A whitepaper co-written by Google Researcher Monika Henzinger for the WWW 2009 conference in Madrid titled “Purely URL-based Topic Classification” describes how classifications might be determined from the URLs of pages, but unfortunately that paper doesn’t seem available this morning. The URL for the paper was: http://www.sheridanprinting.com/09-www-cd35mxg/docs/p1109.pdf
Part of the abstract from that paper provides a number of reasons why a search engine might want to try to understand the topic of a page while only looking at its URL:
Usually, web pages are classified using their content,but a URL-only classifier is preferable,
(i) when speed is crucial,
(ii) to enable content filtering before an (objectionable) web page is downloaded,
(iii) when a page’s content is hidden in images,
(iv) to annotate hyperlinks in a personalized web browser, without fetching the target page, and
(v) when a focused crawler wants to infer the topic of a target page before devoting bandwidth to download it.
Of course, attempting to classify results based upon the titles of pages could possibly be helpful, especially if the page authors used titles that were descriptive of the content of those pages. Unfortunately that doesn’t happen all of the time.
Taking classification information from a snippet might also be helpful, since the search engine decides upon a snippet to show for a page that is relevant to the query used to find the page. Many pages that should show up in search results in responses to a query should be relevant in some way to that query, and a snippet might hold some useful information that can be used to classify search results.
The patent application also discusses the use of “labels” associated with pages that appear in search results, but doesn’t tell us much about where these labels come from. Are they labels that the search engine has developed that relate to the top queries or the top phrases that the search engine might believe pages are related to? Are they labels that people annotating a page through something like a searchwiki have added?
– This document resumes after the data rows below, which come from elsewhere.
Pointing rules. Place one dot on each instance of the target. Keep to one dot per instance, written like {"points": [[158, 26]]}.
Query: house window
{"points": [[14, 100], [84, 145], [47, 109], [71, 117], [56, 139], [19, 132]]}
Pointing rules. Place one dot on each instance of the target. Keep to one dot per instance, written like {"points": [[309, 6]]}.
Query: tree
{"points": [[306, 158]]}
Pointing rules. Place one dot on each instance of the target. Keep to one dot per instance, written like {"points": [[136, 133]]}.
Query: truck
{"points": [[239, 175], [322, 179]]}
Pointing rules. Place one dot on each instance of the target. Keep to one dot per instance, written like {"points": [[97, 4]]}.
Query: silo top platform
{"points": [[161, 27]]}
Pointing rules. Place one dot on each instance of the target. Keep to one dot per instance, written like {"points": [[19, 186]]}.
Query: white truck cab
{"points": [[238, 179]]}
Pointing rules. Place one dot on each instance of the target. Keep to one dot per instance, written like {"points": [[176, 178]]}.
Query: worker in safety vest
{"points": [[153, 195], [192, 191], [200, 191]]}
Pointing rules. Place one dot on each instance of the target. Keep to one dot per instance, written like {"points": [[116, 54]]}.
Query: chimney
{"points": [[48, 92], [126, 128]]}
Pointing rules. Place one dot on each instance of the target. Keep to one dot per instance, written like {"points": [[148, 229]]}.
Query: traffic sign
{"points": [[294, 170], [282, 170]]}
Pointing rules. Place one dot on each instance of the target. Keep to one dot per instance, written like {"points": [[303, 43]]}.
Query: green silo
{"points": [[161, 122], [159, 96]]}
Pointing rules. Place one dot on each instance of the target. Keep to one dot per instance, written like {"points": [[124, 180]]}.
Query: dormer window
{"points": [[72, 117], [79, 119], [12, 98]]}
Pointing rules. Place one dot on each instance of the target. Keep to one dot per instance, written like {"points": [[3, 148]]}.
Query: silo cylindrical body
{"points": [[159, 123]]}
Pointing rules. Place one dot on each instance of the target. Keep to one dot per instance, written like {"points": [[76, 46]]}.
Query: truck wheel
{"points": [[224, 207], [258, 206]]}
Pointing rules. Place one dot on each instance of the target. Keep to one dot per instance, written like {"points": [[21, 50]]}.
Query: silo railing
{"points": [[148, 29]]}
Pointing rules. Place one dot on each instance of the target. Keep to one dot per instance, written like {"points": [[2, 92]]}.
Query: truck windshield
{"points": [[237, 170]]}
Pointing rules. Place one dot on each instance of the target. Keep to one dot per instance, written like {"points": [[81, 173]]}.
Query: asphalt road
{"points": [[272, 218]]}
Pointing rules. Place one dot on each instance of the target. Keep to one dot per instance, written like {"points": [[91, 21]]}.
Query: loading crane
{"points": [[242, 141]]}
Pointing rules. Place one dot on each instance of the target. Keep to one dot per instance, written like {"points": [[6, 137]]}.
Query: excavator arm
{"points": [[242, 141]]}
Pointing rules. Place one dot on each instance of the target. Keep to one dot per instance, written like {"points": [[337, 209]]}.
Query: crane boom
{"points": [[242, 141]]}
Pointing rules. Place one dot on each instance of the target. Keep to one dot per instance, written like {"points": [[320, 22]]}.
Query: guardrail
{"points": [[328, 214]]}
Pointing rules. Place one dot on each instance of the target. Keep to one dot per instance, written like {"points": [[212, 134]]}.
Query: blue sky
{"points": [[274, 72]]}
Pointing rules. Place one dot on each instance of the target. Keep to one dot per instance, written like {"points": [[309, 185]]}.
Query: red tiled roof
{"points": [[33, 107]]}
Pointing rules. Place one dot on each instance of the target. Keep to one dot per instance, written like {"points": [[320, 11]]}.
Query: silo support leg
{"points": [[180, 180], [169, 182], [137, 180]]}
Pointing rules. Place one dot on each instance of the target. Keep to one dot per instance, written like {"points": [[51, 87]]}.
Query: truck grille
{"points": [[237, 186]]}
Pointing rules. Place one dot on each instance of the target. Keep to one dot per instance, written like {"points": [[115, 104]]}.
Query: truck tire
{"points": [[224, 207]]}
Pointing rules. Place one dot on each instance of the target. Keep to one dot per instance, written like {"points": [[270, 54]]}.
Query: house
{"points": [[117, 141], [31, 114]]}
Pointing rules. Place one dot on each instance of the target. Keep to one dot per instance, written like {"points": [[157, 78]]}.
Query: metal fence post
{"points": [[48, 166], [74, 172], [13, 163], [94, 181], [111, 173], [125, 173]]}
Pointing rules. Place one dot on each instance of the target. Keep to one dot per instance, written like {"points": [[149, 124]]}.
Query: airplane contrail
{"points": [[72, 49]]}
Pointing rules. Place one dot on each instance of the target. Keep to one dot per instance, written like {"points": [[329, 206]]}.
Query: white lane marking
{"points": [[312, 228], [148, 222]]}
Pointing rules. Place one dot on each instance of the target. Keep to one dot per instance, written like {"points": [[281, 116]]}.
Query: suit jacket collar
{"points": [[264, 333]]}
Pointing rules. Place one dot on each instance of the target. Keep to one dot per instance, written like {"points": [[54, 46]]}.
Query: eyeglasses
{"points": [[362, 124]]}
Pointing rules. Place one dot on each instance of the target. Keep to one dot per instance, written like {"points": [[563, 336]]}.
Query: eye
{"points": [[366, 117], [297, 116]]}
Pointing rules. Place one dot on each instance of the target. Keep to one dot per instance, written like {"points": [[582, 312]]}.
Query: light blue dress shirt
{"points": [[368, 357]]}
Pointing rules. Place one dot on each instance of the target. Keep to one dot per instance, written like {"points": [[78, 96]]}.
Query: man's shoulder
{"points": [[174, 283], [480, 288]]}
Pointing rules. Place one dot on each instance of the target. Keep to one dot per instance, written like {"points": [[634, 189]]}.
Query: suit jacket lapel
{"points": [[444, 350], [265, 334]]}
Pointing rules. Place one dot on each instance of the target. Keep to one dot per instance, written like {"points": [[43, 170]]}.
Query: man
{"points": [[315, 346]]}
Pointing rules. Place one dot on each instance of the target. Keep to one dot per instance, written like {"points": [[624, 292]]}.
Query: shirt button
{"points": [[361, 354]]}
Are they labels taken from advertising keywords that people using something like Adwords might have chosen to use to lead viewers to the page? Do these labels come from somewhere else? We can’t tell with any certainty from the patent application.
The patent application also tells us that it might look at the labels used for the documents that appear in search results, and determine which ones appear the most frequently to determine an overall classification based upon those labels.
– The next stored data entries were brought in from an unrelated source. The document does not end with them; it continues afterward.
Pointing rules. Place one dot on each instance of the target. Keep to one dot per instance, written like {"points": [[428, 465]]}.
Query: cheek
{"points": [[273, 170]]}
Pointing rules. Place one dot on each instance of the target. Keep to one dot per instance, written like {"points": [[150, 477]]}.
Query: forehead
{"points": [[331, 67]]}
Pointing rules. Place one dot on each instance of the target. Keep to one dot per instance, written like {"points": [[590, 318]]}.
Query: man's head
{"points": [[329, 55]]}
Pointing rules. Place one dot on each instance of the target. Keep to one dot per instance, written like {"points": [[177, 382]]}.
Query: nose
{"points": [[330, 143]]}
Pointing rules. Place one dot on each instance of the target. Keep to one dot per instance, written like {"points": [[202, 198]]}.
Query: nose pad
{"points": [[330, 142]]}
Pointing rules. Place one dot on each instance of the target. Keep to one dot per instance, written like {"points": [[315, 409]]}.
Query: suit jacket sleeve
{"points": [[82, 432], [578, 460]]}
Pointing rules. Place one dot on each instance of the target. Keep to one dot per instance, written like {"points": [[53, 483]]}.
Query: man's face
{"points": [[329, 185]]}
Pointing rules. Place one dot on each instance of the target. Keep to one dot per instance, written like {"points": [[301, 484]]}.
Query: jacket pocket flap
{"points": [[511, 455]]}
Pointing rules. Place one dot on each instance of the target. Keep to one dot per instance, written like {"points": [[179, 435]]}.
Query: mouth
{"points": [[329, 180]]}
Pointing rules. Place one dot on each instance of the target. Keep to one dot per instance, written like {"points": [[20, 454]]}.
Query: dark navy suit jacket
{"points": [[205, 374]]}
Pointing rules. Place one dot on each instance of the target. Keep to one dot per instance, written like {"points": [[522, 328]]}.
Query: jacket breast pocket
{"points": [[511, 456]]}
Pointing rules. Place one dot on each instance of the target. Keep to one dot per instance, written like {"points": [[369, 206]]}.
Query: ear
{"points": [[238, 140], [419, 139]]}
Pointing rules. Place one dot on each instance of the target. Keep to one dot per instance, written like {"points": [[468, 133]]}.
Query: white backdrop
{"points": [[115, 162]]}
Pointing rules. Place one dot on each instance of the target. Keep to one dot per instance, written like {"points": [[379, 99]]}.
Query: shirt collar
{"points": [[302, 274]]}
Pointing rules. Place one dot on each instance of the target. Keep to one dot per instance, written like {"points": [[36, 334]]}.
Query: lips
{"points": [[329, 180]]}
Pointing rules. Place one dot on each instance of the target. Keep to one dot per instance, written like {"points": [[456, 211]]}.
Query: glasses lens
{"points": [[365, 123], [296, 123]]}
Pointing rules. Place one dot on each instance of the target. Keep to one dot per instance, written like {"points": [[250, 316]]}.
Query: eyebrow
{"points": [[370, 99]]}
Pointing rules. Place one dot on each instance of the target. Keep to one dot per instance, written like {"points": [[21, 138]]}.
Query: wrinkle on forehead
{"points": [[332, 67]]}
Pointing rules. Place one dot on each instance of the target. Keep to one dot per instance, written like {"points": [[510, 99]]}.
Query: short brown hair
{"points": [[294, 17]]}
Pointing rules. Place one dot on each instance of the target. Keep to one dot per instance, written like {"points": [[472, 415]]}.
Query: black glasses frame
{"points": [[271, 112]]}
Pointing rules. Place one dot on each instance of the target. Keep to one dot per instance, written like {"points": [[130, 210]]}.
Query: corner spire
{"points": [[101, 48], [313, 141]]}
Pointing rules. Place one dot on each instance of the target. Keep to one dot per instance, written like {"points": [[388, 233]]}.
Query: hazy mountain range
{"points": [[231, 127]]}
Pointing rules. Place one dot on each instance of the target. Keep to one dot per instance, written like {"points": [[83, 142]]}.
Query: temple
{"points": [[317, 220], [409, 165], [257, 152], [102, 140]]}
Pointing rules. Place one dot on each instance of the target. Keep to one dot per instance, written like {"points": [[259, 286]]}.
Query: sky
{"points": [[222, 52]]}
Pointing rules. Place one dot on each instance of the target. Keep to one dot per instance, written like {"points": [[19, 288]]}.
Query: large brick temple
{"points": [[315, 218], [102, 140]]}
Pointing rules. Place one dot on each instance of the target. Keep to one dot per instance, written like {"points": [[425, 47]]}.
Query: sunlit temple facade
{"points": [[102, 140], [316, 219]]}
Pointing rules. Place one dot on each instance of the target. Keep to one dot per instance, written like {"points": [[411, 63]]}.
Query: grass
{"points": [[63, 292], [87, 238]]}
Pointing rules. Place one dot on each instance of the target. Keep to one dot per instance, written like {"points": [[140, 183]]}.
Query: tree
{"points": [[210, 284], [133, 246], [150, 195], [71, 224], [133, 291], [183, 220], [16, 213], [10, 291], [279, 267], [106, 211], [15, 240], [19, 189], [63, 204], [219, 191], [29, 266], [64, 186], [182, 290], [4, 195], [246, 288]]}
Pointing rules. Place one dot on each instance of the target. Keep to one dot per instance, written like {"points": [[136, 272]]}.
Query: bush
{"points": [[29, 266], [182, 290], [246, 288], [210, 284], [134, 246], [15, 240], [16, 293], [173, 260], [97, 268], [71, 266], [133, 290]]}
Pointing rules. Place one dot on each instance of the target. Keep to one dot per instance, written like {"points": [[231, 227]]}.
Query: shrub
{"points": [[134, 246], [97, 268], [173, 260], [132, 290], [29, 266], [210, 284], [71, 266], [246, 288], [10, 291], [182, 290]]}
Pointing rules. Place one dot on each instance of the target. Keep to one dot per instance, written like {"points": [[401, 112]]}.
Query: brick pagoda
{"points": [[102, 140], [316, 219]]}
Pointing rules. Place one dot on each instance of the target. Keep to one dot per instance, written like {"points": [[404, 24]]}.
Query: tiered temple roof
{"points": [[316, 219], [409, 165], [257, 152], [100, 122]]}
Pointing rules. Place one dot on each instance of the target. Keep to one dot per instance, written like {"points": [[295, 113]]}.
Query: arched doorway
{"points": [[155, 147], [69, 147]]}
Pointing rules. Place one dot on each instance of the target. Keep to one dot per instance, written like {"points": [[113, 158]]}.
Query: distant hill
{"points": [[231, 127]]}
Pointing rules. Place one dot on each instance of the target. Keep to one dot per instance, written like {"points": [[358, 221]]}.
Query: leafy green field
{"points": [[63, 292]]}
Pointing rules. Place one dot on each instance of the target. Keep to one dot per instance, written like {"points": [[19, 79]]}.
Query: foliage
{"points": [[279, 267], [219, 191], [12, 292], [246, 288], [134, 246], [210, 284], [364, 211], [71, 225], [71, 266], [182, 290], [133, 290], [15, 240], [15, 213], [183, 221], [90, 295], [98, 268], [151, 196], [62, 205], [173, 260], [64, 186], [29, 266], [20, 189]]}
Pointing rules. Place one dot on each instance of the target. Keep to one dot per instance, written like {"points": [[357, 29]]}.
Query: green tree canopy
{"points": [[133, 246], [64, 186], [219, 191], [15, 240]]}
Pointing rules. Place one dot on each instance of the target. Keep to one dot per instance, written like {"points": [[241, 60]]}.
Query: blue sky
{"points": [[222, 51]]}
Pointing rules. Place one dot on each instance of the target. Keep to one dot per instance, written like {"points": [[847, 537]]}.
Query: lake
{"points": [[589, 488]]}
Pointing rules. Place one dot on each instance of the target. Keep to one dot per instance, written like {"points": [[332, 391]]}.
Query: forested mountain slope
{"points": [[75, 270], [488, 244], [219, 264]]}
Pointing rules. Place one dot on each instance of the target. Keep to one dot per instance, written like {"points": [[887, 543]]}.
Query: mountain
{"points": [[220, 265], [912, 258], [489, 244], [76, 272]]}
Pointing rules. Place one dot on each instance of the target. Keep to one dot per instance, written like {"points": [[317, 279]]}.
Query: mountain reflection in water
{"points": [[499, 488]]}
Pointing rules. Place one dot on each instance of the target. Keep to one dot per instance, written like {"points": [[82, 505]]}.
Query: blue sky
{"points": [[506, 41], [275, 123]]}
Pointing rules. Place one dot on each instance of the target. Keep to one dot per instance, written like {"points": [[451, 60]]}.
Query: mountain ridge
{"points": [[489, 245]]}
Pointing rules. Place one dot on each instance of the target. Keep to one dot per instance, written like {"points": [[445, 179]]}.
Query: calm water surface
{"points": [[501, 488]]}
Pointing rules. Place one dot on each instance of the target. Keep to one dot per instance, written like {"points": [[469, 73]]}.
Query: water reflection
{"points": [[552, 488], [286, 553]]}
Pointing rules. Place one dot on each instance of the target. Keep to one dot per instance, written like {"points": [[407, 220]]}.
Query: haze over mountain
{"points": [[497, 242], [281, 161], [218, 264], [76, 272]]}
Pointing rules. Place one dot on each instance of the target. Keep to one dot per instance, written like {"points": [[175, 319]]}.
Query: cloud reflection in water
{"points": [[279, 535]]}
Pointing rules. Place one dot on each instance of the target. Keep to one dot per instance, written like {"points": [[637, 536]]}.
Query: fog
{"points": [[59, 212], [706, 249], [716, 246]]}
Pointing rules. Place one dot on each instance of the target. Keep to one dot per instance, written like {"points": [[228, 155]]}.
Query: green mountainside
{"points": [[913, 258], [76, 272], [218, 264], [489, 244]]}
What other information might be used to determine a classification for a set of search results?
We are also told that the search engine might give extra weight to classifications from the URLs and snippets and titles and labels that show up in higher ranked search results.
Deciding upon Page Elements to Use
Information about classifications from different parts (URLs, titles, snippets, labels, histograms of labels) of search results would be used to decide upon what might be the most likely classification to choose information to display above search results. We’re told that this information would be used to determine an overall classification, and would be used to decide upon information (a page element) that Google might show at the top of search results.
But, we aren’t shown much about the actual method that the search engine would use to decide upon a specific classification based upon those results classifications, or how it would use that classification to determine what information to show at the top of search results. It’s possible that may be the topic of another patent application that hasn’t been published yet.
Would you find it useful if Google started showing some information at the top of search results from one of the pages of the results, based upon a classification that the search engine determined to be the most relevant to the results that showed up for a query?
Would showing that information be helpful to searchers? Would it be helpful or harmful to site owners whose pages might show up in those search results?